The term recession normally conjures images of financial fallout, unemployment, and panic. But an economic recession can actually create benefits as well. Here’s what you should know about the silver lining of every recession.
What is a Recession?
A recession is a period of significant economic decline. There have been 33 recessions throughout American history, each triggered by high-interest rates, high inflation, or both.
As prices rise, Americans struggle to borrow money or purchase the everyday goods and services they need, such as gasoline and groceries. Higher prices mean that wages don’t stretch as far, causing consumers to spend less. This type of overall slowdown reduces spending activity and sends a domino effect through the economy.
During a recession, that domino effect continues as companies layoff and furlough employees to save money and survive the storm. Meanwhile, the government debt rises in its attempt to stabilize the economy through measures such as unemployment and stimulus payments. The end result is a recession where most people suffer, but some people and organizations actually thrive.
Businesses that Benefit in a Recession
Discount Retailers, bankruptcy attorneys, and grocery stores have a history of thriving during economic recessions.
During the 2008-2009 recession, Dollar General stock rose more than 60%, making it the highest returning stock of the year.

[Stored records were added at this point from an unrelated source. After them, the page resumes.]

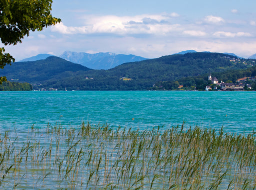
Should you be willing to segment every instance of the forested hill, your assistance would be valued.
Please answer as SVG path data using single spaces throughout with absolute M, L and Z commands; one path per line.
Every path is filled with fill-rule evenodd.
M 126 63 L 111 69 L 90 70 L 56 57 L 6 66 L 0 76 L 30 82 L 35 88 L 63 90 L 148 90 L 160 81 L 176 80 L 227 70 L 244 69 L 255 60 L 218 53 L 199 52 L 162 56 Z M 34 85 L 36 84 L 36 85 Z
M 250 62 L 249 60 L 246 61 Z M 139 62 L 124 63 L 110 70 L 109 72 L 119 76 L 125 73 L 126 76 L 124 76 L 132 78 L 173 80 L 201 75 L 210 70 L 219 72 L 228 69 L 246 67 L 243 61 L 235 56 L 218 53 L 198 52 L 168 55 Z
M 17 62 L 6 65 L 0 70 L 0 76 L 30 83 L 44 83 L 48 80 L 70 77 L 76 72 L 90 69 L 78 64 L 73 63 L 56 56 L 35 61 Z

This pattern reflected the fact that consumers sought cheaper prices at discount stores during the uncertainty of the recession.
Bankruptcy attorneys also experience a surge in business during recessions, as businesses and individuals alike seek legal support for their financial problems. During the recession triggered by COVID-19, businesses like Pier 1, Gold’s Gym, and Neiman Marcus have all filed bankruptcy.
Grocery stores also enjoy a steady stream of customers during recession periods as people try to save money by trading restaurants for home-cooked meals.
How You Can Win a Recession
The best way to conquer a recession is to get strategic with your investments.
First, understand the dollar-cost averaging method of investing and start using it to your benefit. In good economic times, how much of a stock or investment does a single dollar buy you? If you invest $500 a month in mutual funds selling for $25 each, your contribution buys 20 shares.
However, if the price of each mutual fund drops to $12.50 during a recession, you can buy double the amount of mutual funds for the same price. When share prices rebound post-precession, your share prices will rise far higher than your cost basis, earning you a pretty profit.
This same principle can be applied to dividends as well. Consider purchasing stock in established, large-cap companies with strong records and cash flow. These companies are prepared to weather the economic storm and more likely to pay dividends. Even as share prices decline during a recession, you’ll earn dividend payments to boost your bank account during hard times.